I - No contexto normativo do disposto nos artº 3º, nº1 e 5º, al. a) da Lei nº 17/86, de 14/6, é expressa a exigência de que a notificação à entidade empregadora se faça, não só por carta registada, como também por aviso de recepção, requisito que constitui uma inequívoca formalidade "ad probationem" e visa a garantia de que tal comunicação efectivamente se fez, com a segurança e facilidade de demonstração acrescidas de que a mesma chegou ao poder/conhecimento do destinatário.
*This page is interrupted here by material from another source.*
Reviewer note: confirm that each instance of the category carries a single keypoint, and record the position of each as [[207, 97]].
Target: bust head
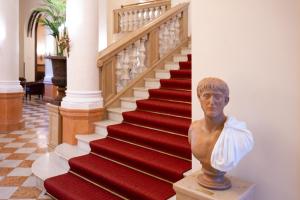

II - Tendo ficado provado que as comunicações respeitantes aos avisos de recepção não foram recepcionadas pela Ré, por qualquer representante sua ou pessoa por esta autorizada, nem foram entregues à Ré ou seus representantes quaisquer avisos para levantamento dos registos, tem de considerar-se que as referidas declarações negociais não produziram a necessária eficácia exigida pelo disposto no art. 224º, nº1, do CC. III - O ónus da recepção das declarações negociais competia aos AA., por ser um elemento constitutivo do direito invocado. IV - Está vedado aos AA, com fundamento na mesma situação de facto, socorrer-se sucessivamente de dois direitos, o de suspensão da prestação de trabalho e, a seguir, o da rescisão do contrato com justa causa, irrelevando a circunstância de terem comparecido nas instalações da Ré, uma vez que esta se encontrava antão inactiva e de portas encerradas, pelo que não poderia de facto aceitar a prestação de qualquer actividade da disponibilizada por aqueles.